Timing matters enormously. Children treated within their first six weeks of life had far better outcomes than those treated later. The probability of needing breathing or feeding support rose significantly with each month of age at the time of treatment. This is because motor neurons, once lost, cannot be recovered. Treatment works by preserving the neurons that remain.
Why Newborn Screening Matters
Because early treatment produces dramatically better results, newborn screening programs have become critical. SMA can be detected through a simple blood test taken from a heel prick at birth, well before any symptoms appear.
A federal evidence review projected that universal newborn screening in the United States could prevent roughly 33 deaths per year among infants with type 1 SMA compared to waiting for symptoms to prompt a clinical diagnosis. It could also avert the need for permanent mechanical ventilation in dozens of additional children.
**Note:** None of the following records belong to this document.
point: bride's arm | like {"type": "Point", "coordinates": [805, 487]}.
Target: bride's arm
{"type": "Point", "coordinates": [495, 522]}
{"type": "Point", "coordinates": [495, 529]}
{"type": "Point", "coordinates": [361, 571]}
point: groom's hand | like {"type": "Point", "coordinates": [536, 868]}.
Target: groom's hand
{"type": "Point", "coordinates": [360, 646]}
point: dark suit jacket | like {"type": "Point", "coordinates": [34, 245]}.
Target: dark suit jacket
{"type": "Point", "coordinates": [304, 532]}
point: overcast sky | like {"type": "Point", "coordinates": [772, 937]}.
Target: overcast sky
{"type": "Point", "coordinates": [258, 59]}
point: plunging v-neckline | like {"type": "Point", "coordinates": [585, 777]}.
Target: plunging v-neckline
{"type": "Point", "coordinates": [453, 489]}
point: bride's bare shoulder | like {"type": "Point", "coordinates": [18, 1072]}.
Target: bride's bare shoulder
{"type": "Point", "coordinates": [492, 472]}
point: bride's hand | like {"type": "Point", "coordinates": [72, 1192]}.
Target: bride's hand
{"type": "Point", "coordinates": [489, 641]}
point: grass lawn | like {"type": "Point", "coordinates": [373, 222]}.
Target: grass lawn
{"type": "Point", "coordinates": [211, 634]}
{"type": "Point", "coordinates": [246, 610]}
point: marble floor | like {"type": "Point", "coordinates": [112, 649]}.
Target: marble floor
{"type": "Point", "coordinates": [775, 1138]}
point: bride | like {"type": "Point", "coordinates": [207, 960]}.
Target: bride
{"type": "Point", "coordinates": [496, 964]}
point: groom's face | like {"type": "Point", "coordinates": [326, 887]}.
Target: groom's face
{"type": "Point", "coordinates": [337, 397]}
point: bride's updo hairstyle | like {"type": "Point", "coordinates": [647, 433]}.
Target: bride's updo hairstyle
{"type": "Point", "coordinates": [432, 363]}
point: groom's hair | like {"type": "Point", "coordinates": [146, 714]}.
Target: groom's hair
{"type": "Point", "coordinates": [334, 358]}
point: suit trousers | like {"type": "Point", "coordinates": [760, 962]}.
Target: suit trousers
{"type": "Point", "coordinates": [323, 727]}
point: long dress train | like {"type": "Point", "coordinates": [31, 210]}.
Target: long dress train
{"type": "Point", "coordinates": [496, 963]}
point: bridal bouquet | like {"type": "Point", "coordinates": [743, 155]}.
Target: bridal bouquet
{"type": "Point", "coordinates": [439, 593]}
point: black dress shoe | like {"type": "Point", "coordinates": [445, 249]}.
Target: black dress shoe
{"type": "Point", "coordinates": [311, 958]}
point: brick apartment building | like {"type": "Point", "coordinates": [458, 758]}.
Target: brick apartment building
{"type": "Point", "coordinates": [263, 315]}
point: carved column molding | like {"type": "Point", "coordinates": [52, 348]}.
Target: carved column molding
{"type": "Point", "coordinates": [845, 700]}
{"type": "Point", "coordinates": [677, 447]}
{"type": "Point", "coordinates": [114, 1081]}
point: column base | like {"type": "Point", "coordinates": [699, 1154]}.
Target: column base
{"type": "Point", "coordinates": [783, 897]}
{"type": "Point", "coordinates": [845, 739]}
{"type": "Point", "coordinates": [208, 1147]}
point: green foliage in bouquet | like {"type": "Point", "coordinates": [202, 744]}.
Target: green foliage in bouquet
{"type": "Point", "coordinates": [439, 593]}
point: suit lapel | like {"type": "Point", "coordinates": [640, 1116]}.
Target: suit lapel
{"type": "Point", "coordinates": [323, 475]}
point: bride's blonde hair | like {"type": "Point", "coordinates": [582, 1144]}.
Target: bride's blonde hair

Most U.S. states now include SMA in their newborn screening panels.
Breathing Support and Long-Term Survival
For people with types 2 and 3, non-invasive ventilation (a mask worn during sleep or parts of the day, rather than a surgical breathing tube) plays a major role in extending life. In one study, two-thirds of patients responded well to long-term non-invasive ventilation, with an estimated survival of about 23 years without needing a tracheostomy. The remaining third, who responded poorly, had a median survival of only 5.5 years before requiring more invasive intervention.
The key difference was timing. Patients who started ventilation support early, while their breathing was still relatively stable, did far better than those who began only after an acute respiratory crisis. Starting proactively, rather than reactively, was associated with a sevenfold lower risk of poor outcomes.
Hospitalization rates reflected the same pattern. Patients who responded well to ventilation averaged fewer than one hospital admission per decade, while poor responders were hospitalized roughly once every three years.
What This Means in Practice
SMA is no longer the uniformly fatal diagnosis it was a generation ago, at least for types 1 through 3. Type 0 remains lethal. Type 4 was never life-threatening. For the types in between, the combination of disease-modifying drugs, early detection through newborn screening, and proactive breathing support has fundamentally altered the trajectory. Children diagnosed at birth and treated within weeks now have realistic prospects of sitting, and in some cases walking, milestones that would have been impossible just ten years ago.
The severity still depends on the type, the number of backup gene copies, and how quickly treatment begins. For families facing an SMA diagnosis, the single most important factor is speed: the sooner treatment starts, the more motor neurons are preserved, and the better the long-term outcome.